Ein ebenfalls auf diesem Trail getestetes 29er spielte in Bezug auf dieses Abrollverhalten zwar noch in einer anderen Liga, eine deutliche Verbesserung zum Kletterverhalten eines 26″-Bikes war es dafür allemal. Auch bei hindernisfreien, aber sehr steilen Anstiegen war ein deutliches Plus an Grip spürbar.
# Auf dem Testtrack auf Mallorca – Uphill.
Der VPK-Hinterbau arbeitete sensibel und unauffällig und bot bergauf keinen Anlass für unerwünschte Antriebseinflüsse – es ging effizient nach vorne. Auf der anschließenden Abfahrt bügelten die 145mm Prototypenfederweg den Trail schön glatt und fühlten sich nach einigen Zentimetern mehr an – weswegen man nach den ersten Eingewöhnungs-Kurven problemlos die Bremsen aufmachen und Gas geben konnte, was auch am recht flachen Lenkwinkel lag, der dem Bike die nötige Laufruhe verpasste.
Insbesondere in verblockten Passagen war es spannend, die größeren Laufräder arbeiten zu sehen: Schnell stellte man fest, dass man sich mit den größeren Laufrädern eher trauen kann, über größere Brocken drüberzurollen und weiter Tempo zu machen. Allerdings merkte man auch, dass das Bike in engen Passagen nicht die Wendigkeit eines vergleichbaren 26er-Fullies besaß. Auf Nachfrage bei Merida entspricht der gefahrene Prototyp auch der Geometrie des Serienbikes: Der Sitzwinkel beträgt 74°, die Oberrohre haben sich ein gutes Stück verlängert (15″: bleibt bei 560mm, 17″: 580 auf 595mm, 19″: 595 auf 625mm, 21″: 615 auf 650mm). Der Lenkwinkel beträgt 67° und die Kettenstreben sind von 435 auf 445mm angewachsen.
Fazit
Der Prototyp des ONE FORTY-B macht einen guten ersten Eindruck. Soweit dies in der relativ knapp bemessenen Testzeit möglich war lässt sich festhalten, dass der Hinterbau auf den Testtrails Mallorcas gut funktionierte, sich generell nach mehr Heckfederweg anfühlte und daher auch mit der 150mm-Gabel ordentlich harmonierte – weniger Federweg an der Front hätte dem Bike daher auch weniger gut getan.

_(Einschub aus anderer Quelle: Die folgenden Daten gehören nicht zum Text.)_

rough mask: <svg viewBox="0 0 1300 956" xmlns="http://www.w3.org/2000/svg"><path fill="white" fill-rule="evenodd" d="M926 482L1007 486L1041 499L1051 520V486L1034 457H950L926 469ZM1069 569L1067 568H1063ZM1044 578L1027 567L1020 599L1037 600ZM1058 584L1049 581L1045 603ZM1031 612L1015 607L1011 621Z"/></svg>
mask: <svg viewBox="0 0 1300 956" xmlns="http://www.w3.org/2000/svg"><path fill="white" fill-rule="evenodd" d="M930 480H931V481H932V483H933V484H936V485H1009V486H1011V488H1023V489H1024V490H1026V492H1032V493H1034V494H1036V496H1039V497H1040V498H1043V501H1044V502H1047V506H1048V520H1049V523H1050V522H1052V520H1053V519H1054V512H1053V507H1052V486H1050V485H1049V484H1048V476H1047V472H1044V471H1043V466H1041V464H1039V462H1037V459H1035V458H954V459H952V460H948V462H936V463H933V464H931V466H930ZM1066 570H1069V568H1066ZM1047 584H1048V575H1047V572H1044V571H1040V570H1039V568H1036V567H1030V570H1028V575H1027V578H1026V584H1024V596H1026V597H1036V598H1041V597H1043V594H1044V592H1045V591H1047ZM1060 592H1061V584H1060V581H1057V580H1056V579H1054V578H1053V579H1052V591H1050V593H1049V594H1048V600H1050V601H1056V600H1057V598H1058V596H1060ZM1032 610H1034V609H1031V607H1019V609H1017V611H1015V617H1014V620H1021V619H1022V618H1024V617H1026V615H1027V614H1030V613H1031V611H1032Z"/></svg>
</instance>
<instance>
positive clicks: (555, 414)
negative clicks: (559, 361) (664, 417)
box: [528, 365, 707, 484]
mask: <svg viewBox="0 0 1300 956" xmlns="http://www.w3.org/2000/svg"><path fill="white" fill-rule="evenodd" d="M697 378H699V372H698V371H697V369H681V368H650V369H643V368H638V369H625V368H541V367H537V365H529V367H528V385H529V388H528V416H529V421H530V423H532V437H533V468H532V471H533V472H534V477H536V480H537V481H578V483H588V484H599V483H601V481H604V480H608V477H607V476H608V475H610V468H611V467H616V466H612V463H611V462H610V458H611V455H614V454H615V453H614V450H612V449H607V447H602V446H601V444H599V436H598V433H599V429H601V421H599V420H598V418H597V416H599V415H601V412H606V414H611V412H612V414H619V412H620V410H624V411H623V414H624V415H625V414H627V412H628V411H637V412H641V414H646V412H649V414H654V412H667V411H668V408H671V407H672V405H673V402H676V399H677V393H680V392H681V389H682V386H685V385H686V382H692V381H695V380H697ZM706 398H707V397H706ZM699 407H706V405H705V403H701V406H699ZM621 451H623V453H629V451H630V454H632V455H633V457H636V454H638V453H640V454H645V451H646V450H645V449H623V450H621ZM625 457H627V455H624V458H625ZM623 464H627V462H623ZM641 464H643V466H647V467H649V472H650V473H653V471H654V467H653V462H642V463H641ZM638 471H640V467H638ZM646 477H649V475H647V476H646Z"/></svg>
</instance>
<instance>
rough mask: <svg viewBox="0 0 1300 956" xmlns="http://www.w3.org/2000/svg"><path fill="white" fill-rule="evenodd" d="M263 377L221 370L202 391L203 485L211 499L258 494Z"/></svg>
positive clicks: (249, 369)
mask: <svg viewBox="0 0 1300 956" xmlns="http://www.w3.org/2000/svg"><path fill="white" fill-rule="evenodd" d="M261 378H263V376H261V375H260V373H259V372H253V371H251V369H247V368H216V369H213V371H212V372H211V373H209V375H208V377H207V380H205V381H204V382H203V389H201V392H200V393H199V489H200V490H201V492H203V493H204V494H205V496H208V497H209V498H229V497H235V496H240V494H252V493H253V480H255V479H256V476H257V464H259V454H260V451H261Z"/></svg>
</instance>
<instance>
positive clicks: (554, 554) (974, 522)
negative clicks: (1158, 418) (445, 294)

Das aufgeräumte und effiziente (Prototypen-)Set-Up mit der XX1-Schaltung funktionierte tadellos – vielleicht ergibt sich ja doch noch ein Spezial-Aufbau mit Einfach-Kettenblatt in einem der Modelle. Denn das 27.5-Bike hat auf jeden Fall mehr Potenzial, als nur mit Dreifach-Schaltung auf den Markt zu kommen – ein straffer Enduro-Aufbau wäre mit dem Grundsetup aus langem Rahmen und 150mm-Gabel definitiv interessant.